セッション情報 一般演題

タイトル 174:

狭窄型虚血性腸炎の一例

演者 金野 陽高(イムス札幌消化器中央総合病院 消化器内科)
共同演者 林 明宏(イムス札幌消化器中央総合病院 消化器内科), 上野 敦盛(イムス札幌消化器中央総合病院 消化器内科), 羽廣 敦也(イムス札幌消化器中央総合病院 消化器内科), 丹野 誠志(イムス札幌消化器中央総合病院 消化器内科)
抄録 症例は80歳代男性、2012年12月胸腹部大動脈瘤に対し人工血管置換術を施行した。2013年4月より便が細くなり、大腸内視鏡検査を予定していたが、5月前処置の下剤服用により嘔吐・嘔気あり、精査加療目的に当院紹介され入院となった。CT上、直腸壁の全周性肥厚を認め口側腸管の拡張を認めた。下部消化管内視鏡上はRaに全周性の狭窄を認め、そこから口側に縦走傾向のある潰瘍を認めた。
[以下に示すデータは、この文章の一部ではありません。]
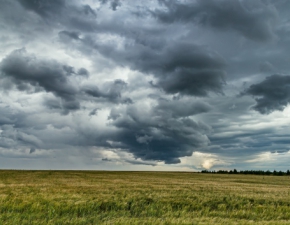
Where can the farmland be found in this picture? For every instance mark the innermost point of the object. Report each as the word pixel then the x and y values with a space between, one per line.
pixel 100 197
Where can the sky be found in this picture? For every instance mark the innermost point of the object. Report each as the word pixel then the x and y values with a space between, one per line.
pixel 179 85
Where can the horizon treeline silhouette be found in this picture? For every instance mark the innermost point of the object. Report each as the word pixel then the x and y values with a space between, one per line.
pixel 255 172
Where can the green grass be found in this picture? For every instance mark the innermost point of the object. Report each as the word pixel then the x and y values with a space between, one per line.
pixel 85 197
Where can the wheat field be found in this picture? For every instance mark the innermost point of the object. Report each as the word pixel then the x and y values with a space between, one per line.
pixel 101 197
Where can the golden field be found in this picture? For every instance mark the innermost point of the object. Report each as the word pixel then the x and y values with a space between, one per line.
pixel 101 197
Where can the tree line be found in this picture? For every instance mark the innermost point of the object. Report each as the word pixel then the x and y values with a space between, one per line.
pixel 256 172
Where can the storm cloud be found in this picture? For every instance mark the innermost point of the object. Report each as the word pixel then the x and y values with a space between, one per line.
pixel 271 94
pixel 168 84
pixel 253 19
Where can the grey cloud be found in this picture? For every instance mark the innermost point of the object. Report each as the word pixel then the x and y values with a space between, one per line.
pixel 266 67
pixel 113 3
pixel 110 91
pixel 24 69
pixel 253 19
pixel 181 67
pixel 181 108
pixel 32 150
pixel 150 134
pixel 67 13
pixel 271 94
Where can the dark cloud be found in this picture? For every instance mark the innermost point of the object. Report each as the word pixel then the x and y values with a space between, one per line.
pixel 154 134
pixel 22 69
pixel 271 94
pixel 253 19
pixel 113 3
pixel 111 91
pixel 32 150
pixel 67 13
pixel 266 67
pixel 183 68
pixel 180 108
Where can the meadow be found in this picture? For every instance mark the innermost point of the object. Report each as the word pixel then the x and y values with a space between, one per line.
pixel 100 197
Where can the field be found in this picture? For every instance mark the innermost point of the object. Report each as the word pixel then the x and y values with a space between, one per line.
pixel 96 197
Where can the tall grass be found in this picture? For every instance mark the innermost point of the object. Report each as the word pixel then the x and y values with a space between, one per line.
pixel 85 197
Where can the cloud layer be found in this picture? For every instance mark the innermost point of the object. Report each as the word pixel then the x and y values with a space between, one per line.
pixel 164 85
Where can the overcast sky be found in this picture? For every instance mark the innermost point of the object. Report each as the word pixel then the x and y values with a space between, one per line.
pixel 145 85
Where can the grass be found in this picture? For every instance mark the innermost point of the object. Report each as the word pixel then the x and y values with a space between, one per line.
pixel 90 197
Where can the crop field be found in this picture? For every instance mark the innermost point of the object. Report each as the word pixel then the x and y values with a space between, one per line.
pixel 97 197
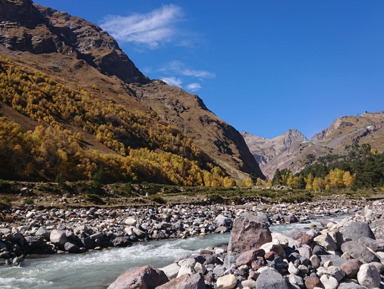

さらに口側の腸管にはびらん・浅い潰瘍が多発し閉塞性腸炎を呈しているものと考えた。生検上悪性所見はなく、大動脈瘤手術の既往もあることから虚血性直腸炎の可能性を考えた。保存的に加療したが、潰瘍の治癒傾向とともに狭窄が進み、腹痛が悪化した。バルーン拡張術を試みたが、拡張の際に生じる粘膜障害のため粘膜治癒は遷延し、狭窄部からの出血も頻回に生じるようになった。悪性所見はないものの、狭窄の解除、出血のコントロール目的に手術的治療を考慮した。しかし、全身状態が悪く耐術能に問題あったため、S状結腸人工肛門造設術のみを施行した。術後腹部症状は軽快し、経過観察中である。虚血性直腸炎は、血管側因子が発症にかかわるとされ、虚血性大腸炎が便秘などの腸管側因子により発症するのと異なっている。血流障害の原因として腹部大動脈手術、骨盤内手術、膠原病・血管炎などが報告されている。高齢男性に多いとされるが報告例が少なく、病態が不明な点も多い。今回我々は、狭窄型を呈した虚血性直腸炎と考えられた一例を経験したので報告する。